2 thoughts on “How do Kenku handle the verbal component of spells?

  1. D. Walker says:

    I hate the 5E changes to Kenku. I absolutely loathe them.

    I say that as someone who loves roleplaying weird and challenging characters – like a Cleric who has taken a vow of silence, and a Warlock who has been blind from birth and took on their mentor in hopes of gaining vision.

    The changes to Kenku are utterly nonsensical, and absurdly limiting. Previously, if you wanted to play a crow person who couldn’t speak, that was your choice as a player. You could come up with your own explanation for why you couldn’t speak, and you could devise your own way of working around that limitation.

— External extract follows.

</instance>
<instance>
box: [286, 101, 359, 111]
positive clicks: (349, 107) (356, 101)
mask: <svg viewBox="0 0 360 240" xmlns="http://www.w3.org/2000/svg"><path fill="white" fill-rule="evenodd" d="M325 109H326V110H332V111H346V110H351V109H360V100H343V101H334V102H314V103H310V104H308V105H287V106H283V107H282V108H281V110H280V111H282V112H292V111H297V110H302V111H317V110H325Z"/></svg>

    Now, it’s no longer an option – it’s a forced outcome. Player choice was thrown out the window. If you want to be a crow person, you HAVE to be mute, you HAVE to be cursed by some unknown master/creator that the books give zero explanation for, and you HAVE to be incapable independent original thought.

    And that last part is particularly glaring. D&D is a game about being creative, and now you’ve added a rule that forces a player to take every creative thought they have as their character and throw them in the garbage. This single rule alone basically reduces Kenku to NPCs.

    You get separated from your party? Well, you’re a brainless automaton that can only follow instructions others give you, so unless they’ve given you express instructions to look for them if you get separated, you just kinda sit around and do nothing, and wait for them to come find you.

    You’re not capable of original thought or creativity, so the moment anything happens which deviates from your plans, you’re left twiddling your thumbs and waiting for other people to give you a new plan to follow. You can act on instinct, you can defend yourself and seek out food, shelter, et cetera, but you can’t formulate plans of your own. You lack problem-solving skills, in a game that’s entirely about solving problems.

    The 5E version of Kenku is summed up perfectly by a line from their entry in Volo’s Guide – “Ideal Minions”. That’s right! In a party of heroes who all have their own individual agency, you’re just a brainless mook who can only ever do what others tell them to do. Doesn’t that sound fun?

    Even the most cowardly and subserviant of sniveling Kobolds and groveling Goblins have more agency and personality! How pathetic is that?

    And all this for a race that is based on crows and ravens – some of the most intelligent, creative, and adaptable creatures on the planet!

    It’s stupid, senseless, and extremely player hostile. And the worst part it, it was entirely out of left field and utterly unnecessary!

    What was wrong with Kenku in their previous incarnations? They were already a rare PC race, seldom played. They were already pigeonholed and made fairly two-dimensional by their attributes, abilities and lore. Did they really need to be made into even MORE limited of an option, and made even LESS accessible?

    I’ve wanted to play a Kenku in 5E since the system first came out, but even though they are now technically playable with Volo’s Guide, I have absolutely ZERO interest in playing a “Kenku” who is just a voiceless, brainless minion to the rest of the party made up of three dimensional characters with player agency.

  2. David says:

    There is a difference in not being able to think and act for yourself, and not having creative thought. It can study some written royal edict and flawlessly reproduce it. But it can’t take the official parts of that document and create a writ of nobility.

    As any humanoid, a Kenku will have it’s own desires. But it will act in the ways it knows to act.

    That’s not to say it can’t learn. Everyone has to learn. Lots of players forget that. When they have a character that acts in a manner he likely shouldn’t because he lacks the experience or knowledge, we call that metagaming.

    Kenku are the ultimate metagaming block.